Russ's Market
- Russ's Market logo
- Type: Subsidiary
- Industry: Retail (Grocery)
- Founded: May 1964; 62 years ago in Lincoln, Nebraska, U.S.
- Founder: Russ Raybould; Clayton Burnett;
- Headquarters: Lincoln, Nebraska, U.S.
- Number of locations: 9 (2021)
- Area served: Nebraska;
- Key people: Pat Raybould (president and CEO);
- Products: Bakery, delicatessen, dairy, grocery, frozen foods, organic foods, bulk foods, meat, produce, seafood, wine, beer, spirits, floral products, pet supplies, general merchandise, prepared foods, coffee
- Revenue: ▲$2 million (2020)
- Number of employees: ~100 (2021)
- Parent: B&R Stores, Inc.
- Website: russmarket.com

= Russ's Market =

Nebraska-based grocery chain

Russ's Market is a Nebraska-based grocery chain that operates stores in the communities of Lincoln and Hastings. Russ's Market is owned by B&R Stores, Inc., a Nebraska corporation.

==History==
Russ Raybould and Clayton Burnett, two former Safeway employees, founded the company in May, 1964 when they acquired a small neighborhood grocery store together at 17th and Washington Streets in south Lincoln, Nebraska. Raybould eventually purchased the interest of Burnett's and today B&R Stores, Inc. in Lincoln, Nebraska.

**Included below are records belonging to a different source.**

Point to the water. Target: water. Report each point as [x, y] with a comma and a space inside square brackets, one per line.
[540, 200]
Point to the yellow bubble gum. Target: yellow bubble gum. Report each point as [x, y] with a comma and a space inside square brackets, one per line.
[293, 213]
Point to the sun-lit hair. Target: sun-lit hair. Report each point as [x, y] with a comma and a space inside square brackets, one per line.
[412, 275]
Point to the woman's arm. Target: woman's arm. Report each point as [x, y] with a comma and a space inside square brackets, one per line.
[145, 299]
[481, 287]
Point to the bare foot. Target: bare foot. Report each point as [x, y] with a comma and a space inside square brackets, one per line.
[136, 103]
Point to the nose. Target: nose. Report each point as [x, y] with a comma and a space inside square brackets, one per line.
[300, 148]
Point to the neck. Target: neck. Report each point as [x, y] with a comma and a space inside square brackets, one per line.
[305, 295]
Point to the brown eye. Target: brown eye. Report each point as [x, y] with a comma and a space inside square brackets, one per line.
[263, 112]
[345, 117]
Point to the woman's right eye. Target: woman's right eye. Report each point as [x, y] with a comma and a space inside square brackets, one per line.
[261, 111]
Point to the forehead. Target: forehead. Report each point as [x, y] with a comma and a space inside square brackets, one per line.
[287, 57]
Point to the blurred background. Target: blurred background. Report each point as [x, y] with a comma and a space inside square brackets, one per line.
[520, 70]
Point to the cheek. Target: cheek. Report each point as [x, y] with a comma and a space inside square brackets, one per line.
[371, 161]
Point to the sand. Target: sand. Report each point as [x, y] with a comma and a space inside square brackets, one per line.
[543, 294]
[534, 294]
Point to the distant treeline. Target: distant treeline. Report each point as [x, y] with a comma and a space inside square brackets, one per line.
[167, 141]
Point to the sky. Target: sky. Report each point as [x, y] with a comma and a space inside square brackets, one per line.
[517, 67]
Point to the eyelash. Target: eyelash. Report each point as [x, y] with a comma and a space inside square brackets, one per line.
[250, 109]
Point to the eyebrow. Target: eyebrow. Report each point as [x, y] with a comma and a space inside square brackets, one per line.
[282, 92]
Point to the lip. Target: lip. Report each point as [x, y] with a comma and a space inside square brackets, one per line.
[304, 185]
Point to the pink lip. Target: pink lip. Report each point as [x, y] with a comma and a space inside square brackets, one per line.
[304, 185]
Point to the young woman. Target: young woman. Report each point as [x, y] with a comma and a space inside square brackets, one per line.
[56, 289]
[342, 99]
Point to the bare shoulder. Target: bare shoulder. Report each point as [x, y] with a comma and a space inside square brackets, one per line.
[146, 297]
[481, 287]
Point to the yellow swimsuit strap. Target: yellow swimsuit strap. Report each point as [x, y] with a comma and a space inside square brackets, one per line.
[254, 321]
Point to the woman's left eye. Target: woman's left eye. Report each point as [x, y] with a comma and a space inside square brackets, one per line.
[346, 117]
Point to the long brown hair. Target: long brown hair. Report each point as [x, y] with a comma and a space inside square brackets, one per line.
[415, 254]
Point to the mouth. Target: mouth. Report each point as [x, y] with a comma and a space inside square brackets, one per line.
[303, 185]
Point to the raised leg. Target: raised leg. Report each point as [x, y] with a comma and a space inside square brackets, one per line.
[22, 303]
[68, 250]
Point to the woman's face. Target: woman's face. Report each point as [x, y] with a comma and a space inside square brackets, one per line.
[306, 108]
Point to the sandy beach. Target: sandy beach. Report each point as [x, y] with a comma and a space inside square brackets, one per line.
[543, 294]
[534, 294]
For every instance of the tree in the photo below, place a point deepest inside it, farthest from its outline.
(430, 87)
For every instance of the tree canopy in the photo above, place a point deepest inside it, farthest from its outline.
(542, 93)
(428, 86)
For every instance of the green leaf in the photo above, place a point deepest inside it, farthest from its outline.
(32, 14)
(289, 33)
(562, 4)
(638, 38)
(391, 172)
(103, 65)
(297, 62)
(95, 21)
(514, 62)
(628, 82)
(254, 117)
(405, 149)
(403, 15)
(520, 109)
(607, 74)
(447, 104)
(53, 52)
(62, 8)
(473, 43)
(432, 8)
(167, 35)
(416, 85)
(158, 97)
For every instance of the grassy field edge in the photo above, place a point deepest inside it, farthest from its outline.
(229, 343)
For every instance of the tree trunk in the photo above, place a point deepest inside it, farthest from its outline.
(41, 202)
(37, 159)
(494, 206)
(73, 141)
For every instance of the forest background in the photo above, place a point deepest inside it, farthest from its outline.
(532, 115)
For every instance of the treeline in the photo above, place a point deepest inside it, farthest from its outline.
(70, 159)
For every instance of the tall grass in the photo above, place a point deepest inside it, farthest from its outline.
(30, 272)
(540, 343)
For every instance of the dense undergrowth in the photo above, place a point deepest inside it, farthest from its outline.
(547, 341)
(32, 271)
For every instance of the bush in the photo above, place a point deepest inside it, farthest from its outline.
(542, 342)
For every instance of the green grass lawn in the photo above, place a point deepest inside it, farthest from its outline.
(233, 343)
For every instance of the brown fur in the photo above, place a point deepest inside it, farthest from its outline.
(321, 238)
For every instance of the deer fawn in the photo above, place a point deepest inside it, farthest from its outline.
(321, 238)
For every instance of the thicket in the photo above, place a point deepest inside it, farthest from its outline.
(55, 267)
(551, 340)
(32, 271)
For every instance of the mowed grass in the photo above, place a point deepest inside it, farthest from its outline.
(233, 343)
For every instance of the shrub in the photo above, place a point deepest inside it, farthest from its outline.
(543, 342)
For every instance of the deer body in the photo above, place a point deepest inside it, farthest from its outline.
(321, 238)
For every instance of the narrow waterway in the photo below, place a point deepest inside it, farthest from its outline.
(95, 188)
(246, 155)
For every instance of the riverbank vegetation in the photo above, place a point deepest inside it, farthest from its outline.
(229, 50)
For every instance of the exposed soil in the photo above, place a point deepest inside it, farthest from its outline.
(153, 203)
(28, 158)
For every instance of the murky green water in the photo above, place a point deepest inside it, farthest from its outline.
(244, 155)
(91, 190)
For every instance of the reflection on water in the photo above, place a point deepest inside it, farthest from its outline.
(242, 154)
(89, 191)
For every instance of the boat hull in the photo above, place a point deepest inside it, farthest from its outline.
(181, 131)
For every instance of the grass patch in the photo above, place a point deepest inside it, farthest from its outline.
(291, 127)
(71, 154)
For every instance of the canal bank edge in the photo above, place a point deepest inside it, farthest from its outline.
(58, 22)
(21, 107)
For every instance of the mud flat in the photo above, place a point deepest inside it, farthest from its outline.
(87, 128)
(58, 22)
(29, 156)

Today, Russ's Market has stores in Lincoln and Hastings, and one in Glenwood, Iowa. Russ's son, Pat Raybould, serves as president of the company. The company has been recognized by the Nebraska Department of Economic Development for its work to promote the use of reusable shopping bags. In addition to operating the Russ's Market stores, B&R Stores, Inc. operates ten Super Saver stores in Nebraska and western Iowa, Save Best in Lincoln and the Grand Central Apple Market in Kearney, Nebraska.

==B&R Stores==

B&R Stores, Inc. is a supermarket operator that currently operates stores across Nebraska, Iowa, and Missouri. As of 2024, there are 35 stores across 8 banners.

===History===
The company was founded in 1964, the same year as Russ's Markets, by the same two founders, Russ Raybould and Clayton Burnett.

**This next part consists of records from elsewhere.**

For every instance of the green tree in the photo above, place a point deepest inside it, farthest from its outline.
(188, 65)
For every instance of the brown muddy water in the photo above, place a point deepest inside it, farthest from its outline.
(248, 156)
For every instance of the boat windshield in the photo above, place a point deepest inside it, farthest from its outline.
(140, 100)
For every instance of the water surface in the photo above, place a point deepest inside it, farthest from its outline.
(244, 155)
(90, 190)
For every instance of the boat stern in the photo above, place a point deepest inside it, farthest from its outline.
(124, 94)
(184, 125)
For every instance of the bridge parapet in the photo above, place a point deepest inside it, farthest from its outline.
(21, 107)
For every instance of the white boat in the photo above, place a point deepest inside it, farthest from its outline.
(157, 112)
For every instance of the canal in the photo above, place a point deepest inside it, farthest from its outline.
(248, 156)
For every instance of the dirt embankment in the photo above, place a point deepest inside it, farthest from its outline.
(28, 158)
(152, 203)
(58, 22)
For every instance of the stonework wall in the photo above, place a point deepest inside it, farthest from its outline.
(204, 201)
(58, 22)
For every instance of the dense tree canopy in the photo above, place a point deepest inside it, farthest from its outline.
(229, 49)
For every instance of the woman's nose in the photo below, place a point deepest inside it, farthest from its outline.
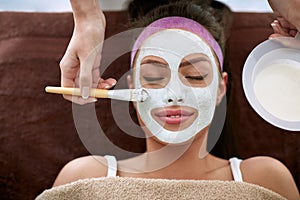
(173, 98)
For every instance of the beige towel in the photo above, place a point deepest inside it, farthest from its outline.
(139, 188)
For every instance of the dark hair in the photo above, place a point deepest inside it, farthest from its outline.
(141, 16)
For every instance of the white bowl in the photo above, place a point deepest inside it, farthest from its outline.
(273, 90)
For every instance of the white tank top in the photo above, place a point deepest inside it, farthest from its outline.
(234, 165)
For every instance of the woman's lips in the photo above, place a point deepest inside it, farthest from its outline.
(174, 116)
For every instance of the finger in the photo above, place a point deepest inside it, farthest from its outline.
(69, 66)
(106, 84)
(86, 74)
(279, 29)
(289, 42)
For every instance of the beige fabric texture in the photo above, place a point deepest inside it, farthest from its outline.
(140, 188)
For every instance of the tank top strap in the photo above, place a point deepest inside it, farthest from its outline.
(111, 166)
(235, 169)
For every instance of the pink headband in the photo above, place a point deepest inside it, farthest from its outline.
(178, 23)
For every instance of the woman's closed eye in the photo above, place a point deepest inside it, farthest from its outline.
(197, 78)
(153, 78)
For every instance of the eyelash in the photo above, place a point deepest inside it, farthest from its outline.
(197, 78)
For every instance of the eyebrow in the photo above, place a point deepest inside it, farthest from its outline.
(193, 60)
(156, 62)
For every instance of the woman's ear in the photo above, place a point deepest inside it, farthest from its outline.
(222, 87)
(129, 82)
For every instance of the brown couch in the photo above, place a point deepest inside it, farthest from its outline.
(37, 131)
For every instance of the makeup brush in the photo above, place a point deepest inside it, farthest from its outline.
(139, 95)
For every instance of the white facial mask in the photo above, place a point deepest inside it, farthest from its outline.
(173, 45)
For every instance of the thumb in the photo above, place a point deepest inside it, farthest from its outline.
(85, 77)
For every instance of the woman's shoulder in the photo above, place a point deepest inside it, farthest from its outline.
(270, 173)
(82, 168)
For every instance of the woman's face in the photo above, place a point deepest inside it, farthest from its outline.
(179, 71)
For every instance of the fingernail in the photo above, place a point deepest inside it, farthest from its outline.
(85, 93)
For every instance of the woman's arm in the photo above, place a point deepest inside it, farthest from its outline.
(80, 64)
(270, 173)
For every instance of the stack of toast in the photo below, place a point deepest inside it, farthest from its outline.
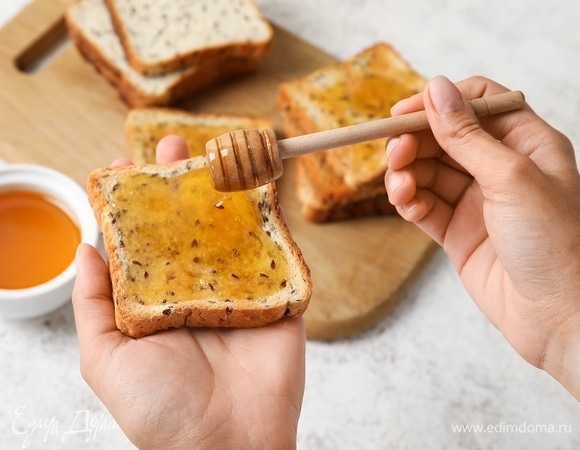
(158, 52)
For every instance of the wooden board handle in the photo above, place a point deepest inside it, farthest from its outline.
(392, 126)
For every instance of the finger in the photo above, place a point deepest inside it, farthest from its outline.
(92, 296)
(428, 212)
(459, 132)
(498, 126)
(121, 162)
(444, 181)
(171, 148)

Under Raybould's direction, B&R Stores, Inc. grew significantly. Expansion occurred both through acquisitions and the development of new stores. Growth began in 1979 with the opening of a new 25000 sqft Russ's Market at 66th and O Streets in Lincoln. Two years later the company acquired an existing store in southeast Lincoln at 33rd Street and Nebraska Parkway.

The company expanded into Hastings, Nebraska, by acquiring a store in 1984. In 1995, three Food-4-Less stores in Lincoln were acquired, becoming the company's fifth, sixth, and seventh Russ's Market stores. In 2001, B&R Stores, Inc. built a new Russ's Market at Coddington and West A Streets in Lincoln. In 2008, B&R Stores acquired the Grand Central Apple Market in Kearney.

On May 22, 2017 it was announced that B&R Stores, Inc. will acquire the Lovegrove's Grocery in Waverly, Nebraska. The store will be rebranded as a Russ's Market Express. In 2020, B&R Stores acquired Allen's in Hastings.

In 2022, B&R Stores acquired C&R Markets, a 10-store chain in Missouri. In 2023, B&R Stores acquired Mason’s Market in Minden.